The fifth element is measurement. If knowing when to curtail a project is critical, then you'd better have a guidance system that tells you where you are. Since innovation does not always lend itself to precise measurement (for example, what is the size of a new market? How can you know if it's truly new?), a critical aspect of measuring innovation is making judgments based on sketchy data. The effective innovator measures what's important, though imprecise, and applies judgment to it.
Together, these elements create a firm's innovation culture. Culture is nothing more than the way we work. If you want to change that, then change how you address these five elements.
Entrepreneur: Is innovation integral to business?
Meyer: In a word, yes. Why? In a post-Cold War world, where economic competition has replaced ideological battles, those who don't innovate will be left behind. Just look at the number of huge companies across the world that have stumbled by relying on their past instead of creating their future: Sears, Digital Equipment and AT&T, for example.
The good news is, with notable exceptions, the United States is better positioned than many other global economies. We're far ahead in restructuring our economy away from brawn to brains. If you look at industries that are rapidly growing vs. mature ones (software vs. mining, for example), the United States is typically in the lead.
Entrepreneur: How does an entrepreneur assess the readiness of his business to innovate?
Meyer: Most people think entrepreneurs are innovative by nature, but in reality, once they have that "moment" of innovation, they often lock in on it and run it into the ground. But the successful entrepreneur is always looking for places to innovate, while being careful not to innovate everywhere. In other words, stability is the necessary partner of change.

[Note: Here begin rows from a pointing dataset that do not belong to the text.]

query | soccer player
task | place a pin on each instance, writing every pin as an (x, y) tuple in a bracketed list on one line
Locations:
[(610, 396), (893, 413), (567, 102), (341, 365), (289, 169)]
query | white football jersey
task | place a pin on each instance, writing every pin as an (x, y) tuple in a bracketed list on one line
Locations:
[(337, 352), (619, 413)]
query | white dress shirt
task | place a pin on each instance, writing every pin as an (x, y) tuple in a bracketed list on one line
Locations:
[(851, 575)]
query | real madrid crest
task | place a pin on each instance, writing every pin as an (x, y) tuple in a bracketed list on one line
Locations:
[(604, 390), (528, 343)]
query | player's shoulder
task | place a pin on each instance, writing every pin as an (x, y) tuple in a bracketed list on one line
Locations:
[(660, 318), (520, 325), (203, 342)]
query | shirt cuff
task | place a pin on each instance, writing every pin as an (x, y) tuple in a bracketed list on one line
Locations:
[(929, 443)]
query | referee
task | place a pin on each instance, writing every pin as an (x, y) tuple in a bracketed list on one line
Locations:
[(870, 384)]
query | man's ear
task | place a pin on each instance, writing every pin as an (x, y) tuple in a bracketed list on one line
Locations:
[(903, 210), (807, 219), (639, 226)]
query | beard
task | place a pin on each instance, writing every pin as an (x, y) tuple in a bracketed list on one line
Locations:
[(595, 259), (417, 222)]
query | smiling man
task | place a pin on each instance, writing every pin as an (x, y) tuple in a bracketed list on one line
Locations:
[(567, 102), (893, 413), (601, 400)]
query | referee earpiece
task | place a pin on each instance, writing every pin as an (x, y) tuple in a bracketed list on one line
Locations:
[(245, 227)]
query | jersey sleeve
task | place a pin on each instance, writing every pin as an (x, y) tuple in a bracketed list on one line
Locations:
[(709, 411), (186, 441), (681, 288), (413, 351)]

How do you determine where to focus your innovation? Start by looking at your customers and competitors. Let the marketplace speak to you about where your business strategy and operations are weak. Then ask yourself what you can do with your capabilities that others would have a hard time duplicating. Use innovation to differentiate your products or services.
Entrepreneur: If an entrepreneur is unhappy with the level of innovation in his business, how can he improve the score?
Meyer: Start by assessing how your products or services stack up against those of your competitors. Ask yourself how frequently your firm is the one that sets a new standard in the marketplace. Then see what happens when someone raises a nonstandard approach to a problem. Is it nurtured and explored or immediately attacked? Listen for how people handle ambiguous information. Do they resist any action until all the facts are clear? If so, they're likely to be conservative about innovation because it requires stepping partway into the void. How are mistakes handled? Do people explain and quickly try to move on or is there a sense of curiosity about what they thought would happen and what actually did?
If looking outside and listening inside worries you, the place to start improving is with yourself and those you work with most directly. While there are significant differences between families and firms, people do look at their leaders as role models. If you're not being curious, why should they? If you're not looking outward, neither will they. Innovation thrives on small failures that are accompanied by active learning. Are you sending that message? When it comes to innovation in an entrepreneurial business, the entrepreneur sets the pace.